Camryn Dailey’s rapid rise isn’t an isolated story but part of a larger shift in track and field. The arrival of highly-trained, high-performing teens ready to challenge senior elites earlier than anyone expected. Just weeks before her Brooks PR heroics, Dailey won the Middle School States 400m in 54.64 seconds, then obliterated her personal best by nearly three seconds.

Her indoor season was equally dominant, capturing gold at the 2025 New Balance Nationals Indoor with a meet-record 55.33 seconds. And she’s far from a one-event wonder. Dailey clocked a 7.40-second 60m dash earlier this year and recorded an astonishing 22.90-second 200m at the Ken Roberts-Panthers Elite Track and Field Challenge.

Dailey’s name now joins a growing list of young American sprinters like Melanie Doggett, Cayla Hawkins, and Trinity Perine, who are rapidly reshaping expectations around what’s possible in youth sprinting.

Closing in on the Icons

To grasp just how disruptive Dailey’s 51.67 is, one only needs to glance at the current world leaderboard. The elite class this season includes Salwa Eid Naser’s 48.67, Paulino’s 49.12, Gabby Thomas’ 49.14, and McLaughlin-Levrone’s 49.69. These are Olympic medalists and world champions operating at peak condition.

Dailey isn’t quite there yet. But she’s within two seconds, a margin that often separates Olympic medalists from finalists. For context, highly-touted performances this season like Nickisha Pryce’s 50.04, Alexis Holmes’ 50.12, and Mercy Adongo Oketch’s 50.14 were hailed as breakthrough moments. Dailey’s 51.67 sits just outside that range, mere strides behind.

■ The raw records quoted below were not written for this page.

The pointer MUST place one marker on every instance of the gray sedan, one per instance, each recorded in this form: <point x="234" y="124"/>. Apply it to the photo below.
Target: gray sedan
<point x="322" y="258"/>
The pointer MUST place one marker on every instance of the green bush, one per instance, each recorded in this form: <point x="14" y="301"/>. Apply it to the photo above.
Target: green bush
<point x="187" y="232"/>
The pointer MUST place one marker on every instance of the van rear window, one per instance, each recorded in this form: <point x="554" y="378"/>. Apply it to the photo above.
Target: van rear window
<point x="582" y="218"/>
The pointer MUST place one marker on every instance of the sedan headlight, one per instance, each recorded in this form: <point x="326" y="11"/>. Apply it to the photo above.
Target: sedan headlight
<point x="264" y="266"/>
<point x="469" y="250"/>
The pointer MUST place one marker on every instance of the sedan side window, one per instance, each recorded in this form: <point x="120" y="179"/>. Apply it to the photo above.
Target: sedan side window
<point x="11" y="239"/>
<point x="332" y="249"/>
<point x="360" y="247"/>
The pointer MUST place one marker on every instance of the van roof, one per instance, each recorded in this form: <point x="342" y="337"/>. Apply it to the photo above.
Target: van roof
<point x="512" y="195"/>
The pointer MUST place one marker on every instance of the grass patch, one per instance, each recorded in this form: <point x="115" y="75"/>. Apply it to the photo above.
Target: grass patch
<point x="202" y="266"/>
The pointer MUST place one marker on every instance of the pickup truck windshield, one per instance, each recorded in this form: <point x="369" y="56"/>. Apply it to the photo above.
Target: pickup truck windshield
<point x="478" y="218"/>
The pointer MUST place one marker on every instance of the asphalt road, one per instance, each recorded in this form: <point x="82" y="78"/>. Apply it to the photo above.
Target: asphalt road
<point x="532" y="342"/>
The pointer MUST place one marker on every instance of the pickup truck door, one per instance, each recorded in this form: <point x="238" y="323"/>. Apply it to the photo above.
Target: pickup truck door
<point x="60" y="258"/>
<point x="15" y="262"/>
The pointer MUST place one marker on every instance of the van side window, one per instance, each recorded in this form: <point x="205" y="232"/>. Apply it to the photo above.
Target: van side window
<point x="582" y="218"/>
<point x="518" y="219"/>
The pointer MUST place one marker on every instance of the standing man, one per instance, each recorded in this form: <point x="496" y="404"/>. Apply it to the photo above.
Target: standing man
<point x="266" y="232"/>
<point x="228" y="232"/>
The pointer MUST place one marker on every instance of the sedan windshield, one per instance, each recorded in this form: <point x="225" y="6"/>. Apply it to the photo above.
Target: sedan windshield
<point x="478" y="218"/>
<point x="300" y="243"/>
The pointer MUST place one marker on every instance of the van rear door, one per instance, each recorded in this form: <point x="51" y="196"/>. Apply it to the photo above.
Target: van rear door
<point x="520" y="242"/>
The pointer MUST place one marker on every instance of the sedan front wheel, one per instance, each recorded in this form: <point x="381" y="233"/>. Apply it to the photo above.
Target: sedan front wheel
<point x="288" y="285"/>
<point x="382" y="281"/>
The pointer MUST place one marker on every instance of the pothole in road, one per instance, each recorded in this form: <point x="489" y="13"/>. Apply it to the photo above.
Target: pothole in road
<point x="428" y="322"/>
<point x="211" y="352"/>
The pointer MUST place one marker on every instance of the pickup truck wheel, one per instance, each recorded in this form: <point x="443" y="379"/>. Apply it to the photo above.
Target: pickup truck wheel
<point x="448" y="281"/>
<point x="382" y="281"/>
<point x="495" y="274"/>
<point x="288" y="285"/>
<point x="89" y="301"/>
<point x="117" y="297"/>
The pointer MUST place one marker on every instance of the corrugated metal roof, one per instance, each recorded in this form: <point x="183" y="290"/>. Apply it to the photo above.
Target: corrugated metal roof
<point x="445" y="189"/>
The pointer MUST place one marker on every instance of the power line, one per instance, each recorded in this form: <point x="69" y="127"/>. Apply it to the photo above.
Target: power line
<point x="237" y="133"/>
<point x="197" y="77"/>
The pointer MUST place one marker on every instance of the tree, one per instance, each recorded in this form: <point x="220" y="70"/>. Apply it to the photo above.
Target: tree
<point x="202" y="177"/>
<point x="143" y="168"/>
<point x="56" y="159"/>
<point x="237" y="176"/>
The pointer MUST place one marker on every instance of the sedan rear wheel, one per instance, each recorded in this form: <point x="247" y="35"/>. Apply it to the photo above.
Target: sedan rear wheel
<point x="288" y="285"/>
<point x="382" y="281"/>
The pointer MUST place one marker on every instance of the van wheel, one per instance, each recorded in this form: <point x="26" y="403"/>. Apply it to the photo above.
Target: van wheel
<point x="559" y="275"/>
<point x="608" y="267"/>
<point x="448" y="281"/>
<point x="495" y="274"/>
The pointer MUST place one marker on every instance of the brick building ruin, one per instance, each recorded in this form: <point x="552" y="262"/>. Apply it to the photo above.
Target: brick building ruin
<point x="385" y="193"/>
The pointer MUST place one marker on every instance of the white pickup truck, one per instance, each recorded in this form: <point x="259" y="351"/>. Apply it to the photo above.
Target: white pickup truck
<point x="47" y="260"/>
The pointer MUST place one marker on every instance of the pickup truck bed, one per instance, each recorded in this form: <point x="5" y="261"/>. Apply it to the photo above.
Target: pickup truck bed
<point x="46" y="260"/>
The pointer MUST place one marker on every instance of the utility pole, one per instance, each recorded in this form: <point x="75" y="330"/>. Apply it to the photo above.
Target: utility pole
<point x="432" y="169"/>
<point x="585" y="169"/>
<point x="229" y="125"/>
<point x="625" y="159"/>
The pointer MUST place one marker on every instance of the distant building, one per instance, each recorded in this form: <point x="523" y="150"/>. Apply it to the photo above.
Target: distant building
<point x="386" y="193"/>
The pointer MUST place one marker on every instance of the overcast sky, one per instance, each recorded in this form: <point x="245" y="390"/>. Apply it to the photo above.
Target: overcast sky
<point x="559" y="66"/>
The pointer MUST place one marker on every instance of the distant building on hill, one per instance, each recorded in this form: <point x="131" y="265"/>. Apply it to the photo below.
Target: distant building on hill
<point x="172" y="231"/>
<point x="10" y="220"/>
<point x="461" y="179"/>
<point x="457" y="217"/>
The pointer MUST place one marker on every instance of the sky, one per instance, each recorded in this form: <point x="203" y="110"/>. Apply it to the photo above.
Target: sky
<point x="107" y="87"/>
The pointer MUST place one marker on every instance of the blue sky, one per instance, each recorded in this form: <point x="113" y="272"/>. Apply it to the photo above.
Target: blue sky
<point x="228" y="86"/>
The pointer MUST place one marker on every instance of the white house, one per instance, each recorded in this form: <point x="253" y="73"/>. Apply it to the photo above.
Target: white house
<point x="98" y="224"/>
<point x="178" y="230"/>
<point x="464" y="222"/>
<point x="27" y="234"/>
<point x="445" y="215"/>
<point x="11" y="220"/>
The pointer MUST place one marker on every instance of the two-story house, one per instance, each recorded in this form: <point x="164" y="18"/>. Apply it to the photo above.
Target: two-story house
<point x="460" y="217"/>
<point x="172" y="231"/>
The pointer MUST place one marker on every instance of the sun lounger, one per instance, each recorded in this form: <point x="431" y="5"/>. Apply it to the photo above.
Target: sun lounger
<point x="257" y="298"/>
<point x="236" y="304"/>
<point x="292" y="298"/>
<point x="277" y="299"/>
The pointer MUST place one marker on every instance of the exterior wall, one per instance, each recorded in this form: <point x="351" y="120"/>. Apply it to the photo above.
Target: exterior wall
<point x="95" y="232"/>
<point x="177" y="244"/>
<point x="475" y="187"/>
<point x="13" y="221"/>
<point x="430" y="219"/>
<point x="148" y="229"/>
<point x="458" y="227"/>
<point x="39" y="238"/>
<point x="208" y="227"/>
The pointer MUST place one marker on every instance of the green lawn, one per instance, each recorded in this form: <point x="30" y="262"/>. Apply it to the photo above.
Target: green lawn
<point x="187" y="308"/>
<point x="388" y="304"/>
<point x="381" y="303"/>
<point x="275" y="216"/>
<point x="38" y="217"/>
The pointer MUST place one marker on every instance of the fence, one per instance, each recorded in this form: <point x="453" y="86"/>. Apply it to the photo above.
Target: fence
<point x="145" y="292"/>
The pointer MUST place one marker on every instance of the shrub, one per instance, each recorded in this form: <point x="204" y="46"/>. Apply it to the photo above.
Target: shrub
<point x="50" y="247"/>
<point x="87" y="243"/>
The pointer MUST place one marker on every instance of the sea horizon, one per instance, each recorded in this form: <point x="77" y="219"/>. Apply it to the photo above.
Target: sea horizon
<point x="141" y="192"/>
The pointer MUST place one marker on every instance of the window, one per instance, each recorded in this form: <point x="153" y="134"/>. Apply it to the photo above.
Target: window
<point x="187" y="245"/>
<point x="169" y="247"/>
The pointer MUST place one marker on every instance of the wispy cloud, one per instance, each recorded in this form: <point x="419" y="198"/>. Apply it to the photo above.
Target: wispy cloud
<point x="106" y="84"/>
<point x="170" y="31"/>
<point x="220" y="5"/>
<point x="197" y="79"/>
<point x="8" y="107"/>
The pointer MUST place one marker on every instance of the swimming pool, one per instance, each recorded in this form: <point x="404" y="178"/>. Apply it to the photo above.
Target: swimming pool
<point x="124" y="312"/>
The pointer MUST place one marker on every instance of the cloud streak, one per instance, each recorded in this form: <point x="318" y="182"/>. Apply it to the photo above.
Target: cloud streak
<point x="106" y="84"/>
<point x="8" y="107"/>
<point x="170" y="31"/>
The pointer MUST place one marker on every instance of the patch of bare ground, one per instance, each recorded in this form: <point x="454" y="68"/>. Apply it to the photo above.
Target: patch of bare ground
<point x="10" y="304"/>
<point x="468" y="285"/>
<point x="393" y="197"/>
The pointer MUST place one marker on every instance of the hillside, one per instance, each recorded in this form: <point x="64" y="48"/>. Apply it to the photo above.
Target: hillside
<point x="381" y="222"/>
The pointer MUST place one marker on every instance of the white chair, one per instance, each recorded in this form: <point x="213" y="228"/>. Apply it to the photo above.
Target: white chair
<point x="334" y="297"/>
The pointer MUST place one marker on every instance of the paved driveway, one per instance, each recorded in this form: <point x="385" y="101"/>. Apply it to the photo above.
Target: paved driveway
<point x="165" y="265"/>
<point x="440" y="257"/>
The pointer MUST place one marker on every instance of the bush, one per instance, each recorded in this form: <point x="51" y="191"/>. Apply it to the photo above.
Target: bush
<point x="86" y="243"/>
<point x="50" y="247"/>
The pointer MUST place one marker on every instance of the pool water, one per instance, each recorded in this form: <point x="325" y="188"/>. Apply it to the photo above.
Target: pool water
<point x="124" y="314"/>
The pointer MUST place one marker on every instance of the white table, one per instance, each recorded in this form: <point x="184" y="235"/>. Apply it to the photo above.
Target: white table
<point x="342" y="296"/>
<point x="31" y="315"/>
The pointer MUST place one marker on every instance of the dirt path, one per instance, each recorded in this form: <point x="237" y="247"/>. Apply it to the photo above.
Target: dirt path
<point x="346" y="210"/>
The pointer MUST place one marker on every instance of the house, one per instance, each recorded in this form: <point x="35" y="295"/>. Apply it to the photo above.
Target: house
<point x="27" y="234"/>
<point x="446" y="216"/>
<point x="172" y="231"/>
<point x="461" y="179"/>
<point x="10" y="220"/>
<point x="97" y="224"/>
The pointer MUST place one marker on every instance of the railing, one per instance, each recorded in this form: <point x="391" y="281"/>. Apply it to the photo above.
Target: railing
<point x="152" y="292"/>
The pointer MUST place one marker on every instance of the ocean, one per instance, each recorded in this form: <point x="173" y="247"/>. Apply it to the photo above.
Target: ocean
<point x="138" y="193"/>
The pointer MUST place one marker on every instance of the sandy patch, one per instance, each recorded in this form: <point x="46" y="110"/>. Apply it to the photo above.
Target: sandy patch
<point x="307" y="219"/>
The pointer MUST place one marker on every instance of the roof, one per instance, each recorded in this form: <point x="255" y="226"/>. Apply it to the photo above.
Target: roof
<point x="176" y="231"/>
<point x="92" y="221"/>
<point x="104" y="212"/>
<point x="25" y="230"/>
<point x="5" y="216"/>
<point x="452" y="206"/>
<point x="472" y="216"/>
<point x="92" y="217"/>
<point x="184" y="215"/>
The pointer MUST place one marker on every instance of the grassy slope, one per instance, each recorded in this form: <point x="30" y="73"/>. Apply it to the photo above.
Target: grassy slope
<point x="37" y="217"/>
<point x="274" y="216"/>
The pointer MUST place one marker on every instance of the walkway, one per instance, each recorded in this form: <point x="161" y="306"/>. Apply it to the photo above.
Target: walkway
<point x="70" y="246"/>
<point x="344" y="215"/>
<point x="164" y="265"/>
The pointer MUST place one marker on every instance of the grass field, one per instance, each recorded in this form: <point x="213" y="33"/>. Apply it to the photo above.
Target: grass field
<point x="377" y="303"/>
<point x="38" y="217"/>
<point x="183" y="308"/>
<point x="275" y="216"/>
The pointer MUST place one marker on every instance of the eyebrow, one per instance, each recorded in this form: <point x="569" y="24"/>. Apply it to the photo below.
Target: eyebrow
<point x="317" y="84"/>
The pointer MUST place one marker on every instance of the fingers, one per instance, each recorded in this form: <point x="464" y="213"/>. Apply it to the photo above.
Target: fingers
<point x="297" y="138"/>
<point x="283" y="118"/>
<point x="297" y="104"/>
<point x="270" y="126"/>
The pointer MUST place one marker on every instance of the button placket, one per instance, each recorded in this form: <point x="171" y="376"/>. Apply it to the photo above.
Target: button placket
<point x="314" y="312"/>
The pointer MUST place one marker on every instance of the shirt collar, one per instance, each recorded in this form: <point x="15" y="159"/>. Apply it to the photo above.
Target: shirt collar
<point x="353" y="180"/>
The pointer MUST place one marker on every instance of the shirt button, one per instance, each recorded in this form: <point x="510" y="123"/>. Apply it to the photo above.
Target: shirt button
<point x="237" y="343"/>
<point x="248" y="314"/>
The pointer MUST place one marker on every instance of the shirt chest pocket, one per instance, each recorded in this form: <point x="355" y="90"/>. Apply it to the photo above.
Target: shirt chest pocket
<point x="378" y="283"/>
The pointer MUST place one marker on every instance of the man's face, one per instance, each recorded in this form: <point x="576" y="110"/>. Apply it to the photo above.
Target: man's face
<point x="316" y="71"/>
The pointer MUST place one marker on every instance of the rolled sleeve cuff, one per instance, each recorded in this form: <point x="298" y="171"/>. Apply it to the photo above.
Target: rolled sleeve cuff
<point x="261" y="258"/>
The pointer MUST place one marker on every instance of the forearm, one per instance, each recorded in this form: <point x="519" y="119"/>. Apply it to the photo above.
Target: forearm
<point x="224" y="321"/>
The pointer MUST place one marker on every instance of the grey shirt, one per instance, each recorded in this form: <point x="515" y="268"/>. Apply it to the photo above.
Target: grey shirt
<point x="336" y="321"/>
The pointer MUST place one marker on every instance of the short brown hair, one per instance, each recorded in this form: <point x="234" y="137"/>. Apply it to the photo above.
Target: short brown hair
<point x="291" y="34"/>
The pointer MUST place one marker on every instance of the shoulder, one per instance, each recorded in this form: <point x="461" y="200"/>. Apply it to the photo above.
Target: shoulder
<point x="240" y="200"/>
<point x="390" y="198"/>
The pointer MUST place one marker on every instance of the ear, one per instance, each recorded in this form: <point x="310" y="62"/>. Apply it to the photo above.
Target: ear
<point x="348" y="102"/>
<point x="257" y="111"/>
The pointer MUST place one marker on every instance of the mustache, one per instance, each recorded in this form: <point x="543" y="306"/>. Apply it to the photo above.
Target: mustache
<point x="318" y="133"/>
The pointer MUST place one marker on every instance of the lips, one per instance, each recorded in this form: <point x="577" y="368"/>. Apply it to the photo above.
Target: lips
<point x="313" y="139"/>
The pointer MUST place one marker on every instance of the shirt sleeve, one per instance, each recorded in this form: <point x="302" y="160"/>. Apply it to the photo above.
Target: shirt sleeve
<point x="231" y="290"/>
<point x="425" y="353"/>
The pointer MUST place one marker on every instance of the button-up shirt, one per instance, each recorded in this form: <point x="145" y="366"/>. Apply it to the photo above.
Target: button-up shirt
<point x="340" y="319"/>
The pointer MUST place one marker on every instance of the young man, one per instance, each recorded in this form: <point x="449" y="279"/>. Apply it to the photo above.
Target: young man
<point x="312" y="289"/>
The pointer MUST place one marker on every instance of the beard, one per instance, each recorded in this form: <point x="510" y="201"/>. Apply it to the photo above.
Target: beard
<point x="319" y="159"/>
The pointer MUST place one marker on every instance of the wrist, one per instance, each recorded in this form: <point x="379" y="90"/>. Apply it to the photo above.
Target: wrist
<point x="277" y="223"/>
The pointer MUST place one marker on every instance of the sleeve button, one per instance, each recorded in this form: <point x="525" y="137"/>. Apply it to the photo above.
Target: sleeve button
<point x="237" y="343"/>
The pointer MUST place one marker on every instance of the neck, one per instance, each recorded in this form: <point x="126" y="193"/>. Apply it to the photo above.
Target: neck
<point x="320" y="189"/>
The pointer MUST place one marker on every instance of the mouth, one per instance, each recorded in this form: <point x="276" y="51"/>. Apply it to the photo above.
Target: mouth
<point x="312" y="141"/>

And while those athletes are in their early-to-mid 20s, Dailey just turned 13.

The Future Has Arrived

While seasoned stars are preparing for the World Championships, Camryn Dailey is still finishing middle school homework. Yet, she’s already inserting herself into conversations typically reserved for the sport’s titans.

If her progression continues on this trajectory, it won’t be long before Olympic qualifying standards aren’t something she’s chasing, they’ll be something she’s rewriting.

Camryn Dailey is proof that track and field’s next era is arriving faster than anyone could’ve anticipated.